The content of foreign law can be proven through official documents of the country in question as, for instance, the text of the law itself or judicial decisions. Legal writing and the opinion of people versed in the matter, national or foreign, can also be used. The court shall use its discretion to appreciate the evidence and may take into account internet publications, particularly those of official sites.

Section 8.-   Proof of national law in foreign lawsuits. At the request of nationals who are parties in foreign lawsuits, the Attorney General’s Office and/or Consulates in the country where the lawsuit is taking place, may issue opinions explaining specific points of national law.  

Section 9.-   Plurality of parties. If there were a great number of plaintiffs or defendants, the court may consolidate the actions using its discretion to implement practical measures for the case to move quickly, within the limits of due process. Evidence that is common to the parties may be produced only once to avoid unnecessary repetitions.  

Section 10.-   Strict liability. Any person, whether a national of or domiciled, resident or incorporated in a foreign country, or otherwise carrying on business abroad, who manufactures, produces, distributes or otherwise puts any product or substance into the country’s stream of commerce shall be strictly liable for any and all injury, damage or loss, caused as a result of the normal use or consumption of that product or substance. 

Section 11.-   Protection of the environment. Without prejudice to other sanctions imposed by law, any violation of environmental laws generates an action for damages by the State and/or by individuals, for  injury caused to the environment and to natural resources. 

The perpetrator is obligated to replace or re-instate the affected things and objects to their natural state. 

Section 12.- Human rights. Whenever pertinent, human rights established as such by international treaties signed by the country, as well as by national legislation, must be taken into account by the court for their effective application, in a prudent and equitable way. 

Section 13.-   Forum non conveniens. Due to constitutional reasons, and because of pre-emptive jurisdiction, a lawsuit filed in the country in pursuance of a forum non conveniens decision does not generate jurisdicition. Such cases shall be dismissed sua sponte for lack of jurisdiction.  

Section 14.-   Damages. At the plaintiff’s request in international cases, the court may apply to damages and to the pecuniary sanctions related to such damages, the relevant standards and amounts of the pertinent foreign law. 

Section 15.-   Judgment, additional measures. The Court is hereby empowered to make any order tending to obtain moral satisfaction for victims of illegal conduct and to prevent the recurrence of antisocial acts. Among such measures the court may order the following: that an apology be made by the defendant to the plaintiff; publication of the facts about the defendant’s products in the newspapers, health magazines and journals in the country and abroad; The placing of advertisements and warnings about the defendant’s products; and the publication of the health, environmental, and economic consequences of the wrongful act of the defendant. 

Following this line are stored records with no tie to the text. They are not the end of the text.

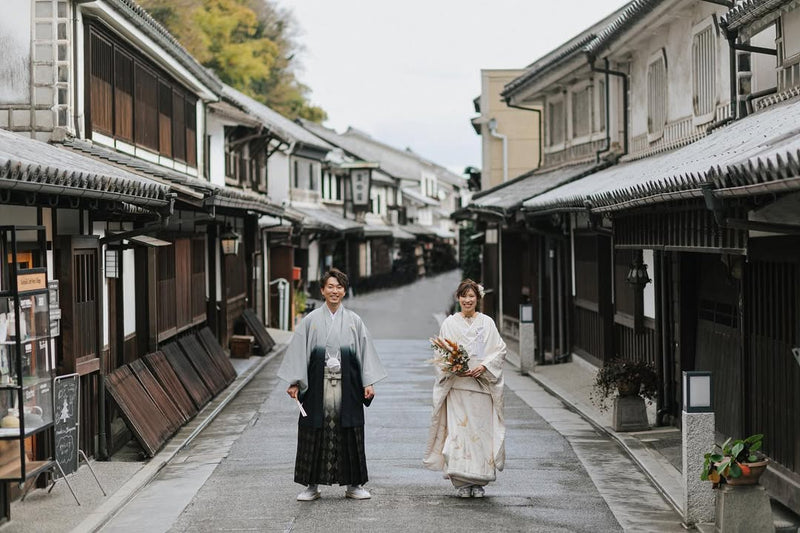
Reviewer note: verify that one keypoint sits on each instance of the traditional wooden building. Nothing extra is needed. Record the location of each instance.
(697, 199)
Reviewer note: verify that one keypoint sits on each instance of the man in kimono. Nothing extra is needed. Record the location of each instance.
(331, 366)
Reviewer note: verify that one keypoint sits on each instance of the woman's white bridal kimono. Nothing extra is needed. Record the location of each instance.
(467, 433)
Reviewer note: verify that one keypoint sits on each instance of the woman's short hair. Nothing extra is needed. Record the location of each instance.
(466, 285)
(340, 276)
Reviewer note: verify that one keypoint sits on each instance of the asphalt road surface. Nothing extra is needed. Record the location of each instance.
(561, 474)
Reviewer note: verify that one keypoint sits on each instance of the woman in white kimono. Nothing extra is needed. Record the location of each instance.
(331, 366)
(467, 433)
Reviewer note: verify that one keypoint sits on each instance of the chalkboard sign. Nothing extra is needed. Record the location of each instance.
(65, 422)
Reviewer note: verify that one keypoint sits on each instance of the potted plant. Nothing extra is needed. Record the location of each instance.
(736, 462)
(626, 378)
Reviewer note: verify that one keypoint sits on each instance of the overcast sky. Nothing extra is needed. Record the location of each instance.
(407, 72)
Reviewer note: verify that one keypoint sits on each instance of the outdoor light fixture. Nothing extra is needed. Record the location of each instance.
(697, 393)
(229, 241)
(360, 183)
(637, 273)
(526, 313)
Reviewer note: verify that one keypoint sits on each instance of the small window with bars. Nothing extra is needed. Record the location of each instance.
(600, 123)
(657, 95)
(703, 73)
(582, 112)
(555, 122)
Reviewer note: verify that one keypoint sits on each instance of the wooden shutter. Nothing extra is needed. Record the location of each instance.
(191, 132)
(123, 95)
(100, 83)
(146, 107)
(165, 118)
(178, 126)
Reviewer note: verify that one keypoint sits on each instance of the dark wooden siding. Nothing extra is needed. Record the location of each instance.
(773, 297)
(689, 227)
(131, 99)
(100, 84)
(123, 95)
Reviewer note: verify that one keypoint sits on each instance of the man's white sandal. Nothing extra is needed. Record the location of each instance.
(310, 494)
(357, 493)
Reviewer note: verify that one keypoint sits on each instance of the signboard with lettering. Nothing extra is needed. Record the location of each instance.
(32, 282)
(65, 422)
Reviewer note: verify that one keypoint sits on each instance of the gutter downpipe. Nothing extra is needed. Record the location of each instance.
(607, 71)
(504, 139)
(539, 114)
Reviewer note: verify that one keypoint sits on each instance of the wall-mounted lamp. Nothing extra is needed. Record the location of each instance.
(229, 241)
(637, 273)
(697, 393)
(526, 313)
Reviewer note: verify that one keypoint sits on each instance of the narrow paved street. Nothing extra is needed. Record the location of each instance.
(561, 473)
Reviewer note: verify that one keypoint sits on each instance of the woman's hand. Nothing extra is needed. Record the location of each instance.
(476, 372)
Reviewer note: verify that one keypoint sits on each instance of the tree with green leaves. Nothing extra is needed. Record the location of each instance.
(250, 44)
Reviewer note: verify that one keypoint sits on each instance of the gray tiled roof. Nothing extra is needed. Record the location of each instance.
(284, 128)
(396, 164)
(751, 11)
(757, 153)
(190, 187)
(325, 219)
(508, 196)
(30, 165)
(570, 49)
(140, 18)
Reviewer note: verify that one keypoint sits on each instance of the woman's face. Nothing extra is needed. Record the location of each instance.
(333, 291)
(468, 301)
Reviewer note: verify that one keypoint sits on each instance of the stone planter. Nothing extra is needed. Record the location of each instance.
(629, 414)
(756, 469)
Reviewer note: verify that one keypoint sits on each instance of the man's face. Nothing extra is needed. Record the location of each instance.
(333, 291)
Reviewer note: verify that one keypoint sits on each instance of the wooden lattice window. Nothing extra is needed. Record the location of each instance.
(657, 95)
(101, 84)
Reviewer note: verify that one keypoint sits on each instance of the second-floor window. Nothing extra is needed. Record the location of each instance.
(130, 100)
(657, 95)
(703, 70)
(582, 112)
(555, 122)
(305, 176)
(331, 187)
(600, 123)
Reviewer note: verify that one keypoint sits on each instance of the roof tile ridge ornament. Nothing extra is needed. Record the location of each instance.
(632, 14)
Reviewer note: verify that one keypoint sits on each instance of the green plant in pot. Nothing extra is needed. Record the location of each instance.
(736, 462)
(625, 378)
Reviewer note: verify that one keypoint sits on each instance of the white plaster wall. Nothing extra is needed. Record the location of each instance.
(99, 230)
(128, 291)
(674, 35)
(278, 176)
(763, 65)
(15, 61)
(17, 215)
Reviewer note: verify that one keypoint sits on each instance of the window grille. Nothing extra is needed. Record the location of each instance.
(657, 96)
(582, 112)
(703, 71)
(556, 122)
(601, 106)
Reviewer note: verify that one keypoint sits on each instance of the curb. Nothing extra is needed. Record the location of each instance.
(621, 441)
(100, 516)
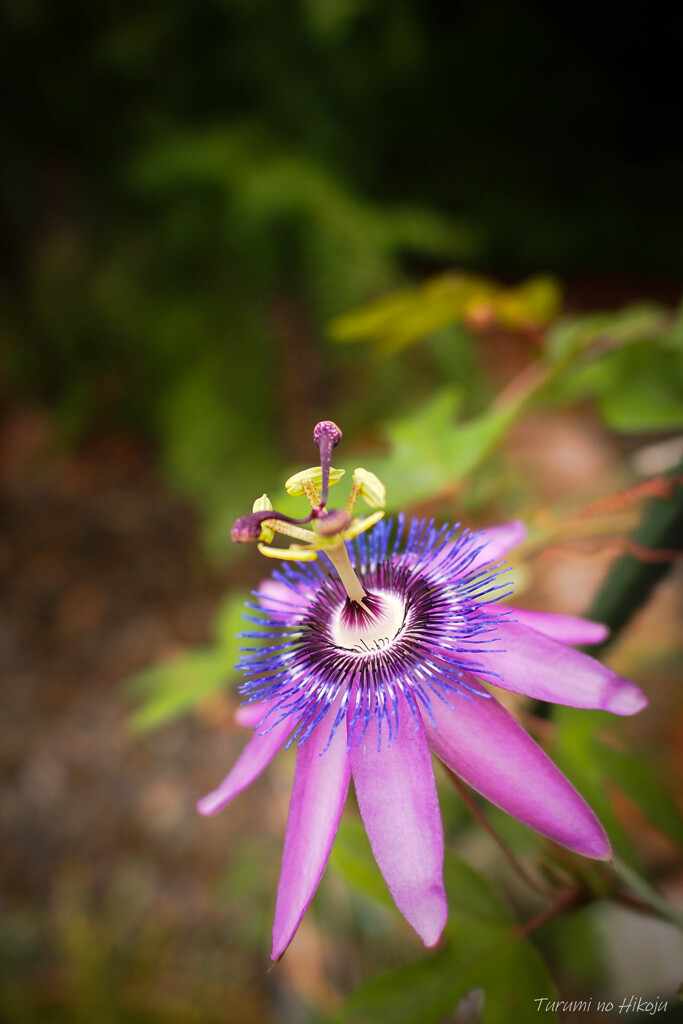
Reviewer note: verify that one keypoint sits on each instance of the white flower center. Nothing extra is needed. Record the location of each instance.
(371, 633)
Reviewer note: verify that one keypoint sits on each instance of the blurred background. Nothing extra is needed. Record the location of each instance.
(455, 231)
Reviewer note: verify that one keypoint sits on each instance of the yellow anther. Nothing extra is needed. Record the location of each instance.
(263, 504)
(295, 484)
(292, 554)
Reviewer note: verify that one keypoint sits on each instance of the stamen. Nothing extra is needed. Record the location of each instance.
(310, 491)
(247, 528)
(289, 529)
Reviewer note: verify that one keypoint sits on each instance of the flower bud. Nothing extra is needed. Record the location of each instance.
(263, 504)
(247, 529)
(331, 522)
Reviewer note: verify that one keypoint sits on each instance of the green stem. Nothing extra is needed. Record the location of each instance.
(632, 580)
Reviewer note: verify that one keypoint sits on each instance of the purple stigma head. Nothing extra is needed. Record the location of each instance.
(327, 433)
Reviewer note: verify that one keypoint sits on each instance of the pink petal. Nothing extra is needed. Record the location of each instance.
(498, 541)
(541, 668)
(397, 799)
(479, 740)
(257, 754)
(566, 629)
(321, 784)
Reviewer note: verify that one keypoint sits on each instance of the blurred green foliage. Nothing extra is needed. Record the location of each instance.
(172, 172)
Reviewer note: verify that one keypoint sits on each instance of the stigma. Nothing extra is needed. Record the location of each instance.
(325, 530)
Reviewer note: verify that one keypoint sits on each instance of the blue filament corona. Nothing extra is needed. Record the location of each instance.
(449, 595)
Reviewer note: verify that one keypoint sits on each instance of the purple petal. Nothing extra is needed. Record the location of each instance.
(480, 741)
(321, 784)
(498, 541)
(541, 668)
(397, 799)
(566, 629)
(259, 751)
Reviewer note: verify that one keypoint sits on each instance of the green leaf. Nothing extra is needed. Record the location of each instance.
(430, 455)
(481, 952)
(645, 390)
(571, 336)
(471, 894)
(171, 688)
(642, 888)
(635, 777)
(174, 687)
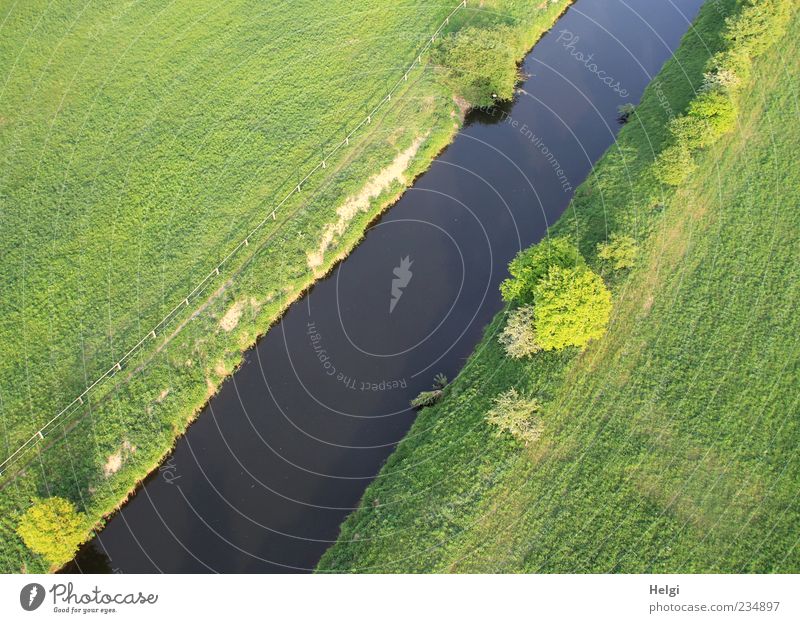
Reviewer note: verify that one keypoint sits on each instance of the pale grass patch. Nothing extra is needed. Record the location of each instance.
(361, 202)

Section 16.-   Appeal. Challenges against the trial court’s decision, interlocutory or not, shall be granted for review purposes only and shall not prevent that while the appeal is being decided, the amounts ordered be deposited into the court’s register. 

Section 17.-  Recognition and enforcement of national judgments abroad.       When the recognition or enforcement of a national judgment is denied abroad because of procedural reasons, the interested party may begin a new lawsuit in the country, based on the same facts, to cure the procedural defect causing an obstacle abroad.  This possibility may be used only once. The evidence presented in the initial case can be used again and the adversary party may offer new counter evidence.  

Section 18. Legal gaps. Topics not addressed by the present act shall be controlled by the rules established in other legal sources subsidiarily applicable. The court shall have the power to apply said subsidiary rules in an equitable way and trying to reach solutions that are practical and effective in the international field.